After the investigation is finished, the CPS worker must determine, and report, one of two dispositions: founded or unfounded. Prior to the rendering of a disposition you have the right to request an informal meeting to discuss the investigative findings with the Adult and Family Services division.
This is not an option when criminal charges have been filed. When you choose this predisposition consultation you must agree to waive the 45-day time frame the division is allotted to complete the investigation; however, the additional time will not exceed an additional 15 days.
What happens when the report was UNFOUNDED?
The investigation did not reveal that child abuse or neglect occurred. Unless you request services, the Adult & Family Services division of the Department of Human Services will no longer be involved with the family.
A record of the investigation will be kept for one year if there are no subsequent founded or unfounded reports regarding the same child or the person who is the subject of the report in that one year. The subject of the complaint may request that the record be kept for up to two additional years. Statistics only, without names, are kept by the state after applicable time periods have expired.

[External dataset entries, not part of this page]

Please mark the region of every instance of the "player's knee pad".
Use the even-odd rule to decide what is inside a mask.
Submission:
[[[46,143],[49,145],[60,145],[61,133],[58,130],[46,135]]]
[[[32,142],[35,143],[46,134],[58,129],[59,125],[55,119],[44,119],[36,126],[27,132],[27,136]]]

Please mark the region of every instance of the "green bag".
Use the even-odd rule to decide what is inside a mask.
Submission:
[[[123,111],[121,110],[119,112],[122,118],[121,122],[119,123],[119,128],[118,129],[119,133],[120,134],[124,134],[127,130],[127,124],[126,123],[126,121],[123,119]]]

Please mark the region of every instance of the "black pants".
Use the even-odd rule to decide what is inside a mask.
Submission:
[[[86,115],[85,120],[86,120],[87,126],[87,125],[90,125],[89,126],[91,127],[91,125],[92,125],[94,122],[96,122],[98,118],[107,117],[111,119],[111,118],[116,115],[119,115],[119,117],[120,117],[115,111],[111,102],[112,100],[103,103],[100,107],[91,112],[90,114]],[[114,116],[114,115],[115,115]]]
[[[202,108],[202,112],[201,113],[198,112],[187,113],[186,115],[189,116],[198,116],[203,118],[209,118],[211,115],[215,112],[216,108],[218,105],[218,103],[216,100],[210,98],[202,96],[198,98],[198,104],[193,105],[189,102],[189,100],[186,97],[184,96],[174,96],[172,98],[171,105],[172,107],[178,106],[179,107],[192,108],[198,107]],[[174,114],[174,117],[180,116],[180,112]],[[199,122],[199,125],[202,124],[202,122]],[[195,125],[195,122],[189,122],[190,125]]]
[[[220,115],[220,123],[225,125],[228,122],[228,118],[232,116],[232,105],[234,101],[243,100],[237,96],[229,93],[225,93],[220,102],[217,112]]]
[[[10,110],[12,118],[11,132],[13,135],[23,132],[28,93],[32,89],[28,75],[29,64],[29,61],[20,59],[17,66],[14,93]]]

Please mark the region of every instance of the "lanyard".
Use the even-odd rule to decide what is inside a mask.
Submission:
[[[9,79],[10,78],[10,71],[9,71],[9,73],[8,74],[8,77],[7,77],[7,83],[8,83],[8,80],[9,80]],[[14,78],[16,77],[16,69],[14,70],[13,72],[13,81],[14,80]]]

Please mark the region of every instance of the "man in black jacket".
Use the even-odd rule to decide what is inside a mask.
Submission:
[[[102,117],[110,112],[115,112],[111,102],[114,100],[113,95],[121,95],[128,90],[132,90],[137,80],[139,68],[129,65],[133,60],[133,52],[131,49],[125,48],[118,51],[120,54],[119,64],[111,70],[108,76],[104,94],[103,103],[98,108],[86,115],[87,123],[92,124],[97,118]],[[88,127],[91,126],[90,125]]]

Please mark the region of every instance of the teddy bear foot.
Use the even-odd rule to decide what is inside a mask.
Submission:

If the subject of the complaint believes that original report was made in bad faith, he or she may petition the circuit court to obtain the name of the person making the report.
What happens when the Report was FOUNDED?
If the Adult & Family Services division of the Department of Human Services decides that there is a preponderance of evidence that abuse or neglect occurred, the department will work with you to develop a plan to help the family and the child, and will notify you orally and in writing.
Records of founded investigations are kept by both the local department and the State Child Abuse and Neglect Central Registry for 3 to 18 years, depending on the seriousness of the situation.
Information in the Central Registry is highly confidential and will only be released (other than to the Adult & Family Services Division) upon submission of your signed and notarized request or court order.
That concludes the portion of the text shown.